The countdown to the last episode of the Colbert Report may have begun, but Stephen’s not done getting the biggest names there are to appear on his show. Even his temps are top flight. True, Jon Stewart might have gotten John Oliver to fill in, but Steve himself is never short of a few interns looking to make it big in the spotlight. Last night, a new name landed on that list…some Muslim kid from Kenya.
This is the third time Barack Obama’s been on the Colbert Report, but this time was a little special. Last night’s episode aired from George Washington University’s Lisner Auditorium in Washington D.C.; Stephen said the move was to “finally give the Washington Monument a pair of balls,” but as likely it was to say goodbye to a place Colbert called “the show’s second home.” And he wanted to return “to show it the same affection the British did in 1812.”
Unfortunately, though, Stephen didn’t make it through even the first segment of his show before, as is the way in Washington, a foreign national communist dictator arbitrarily decided to do his job for him. As he launched into The Word, Barack Obama strode onstage.
Obama’s booking for the episode was no secret beforehand, but Stephen was still shocked. “I wasn’t expecting you here for another three minutes!” But Obama had sinister motives afoot.
“Stephen, you’ve been taking a lot of shots at my job. I decided I’m gonna go ahead and take a shot at yours…what part of the segment were we in? What were you going to be doing?”
Stephen informed him that he was about to do The Word, and Obama proceed to “just say whatever you were about to say.” But not before changing the name of the segment (via imperial fiat) to the slightly more presidential The Decree. The leading line: To Health in a Handbasket.
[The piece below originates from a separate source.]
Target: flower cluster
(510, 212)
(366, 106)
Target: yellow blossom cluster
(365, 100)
Said Obama/Colbert:
“There are things people from both parties actually like about Obamacare.” (Everything but the “Obama”)
“Nearly seven million people signed up last year, and almost one million more have signed up in just the past few weeks.” (So, half as popular as Grumpy Cat video)
Obama then proceeded to take a shot at Stephen’s coming move to CBS, and dropped a not-so-subtle hint as to what would happen if the now-Republican congress attempted to repeal Obamacare. In a word: VETO.
“And, let’s face it: Even if Republicans did repeal it, they’d have to replace it with their own healthcare plan.” (Fracking the Elderly?) “And once they tough it, they own it. And then if anything goes wrong, suddenly everybody will be complaining about Mitch McConnellcare.” (Walk-It-Off.gov)
Obama also took a few shots at the Healthcare.gov website rollout:
“I think that’s where Disney got the idea for Frozen.”
From there, he said that going on comedy shows was “beneath his dignity.” The screen crawl said “But above his approval rating.”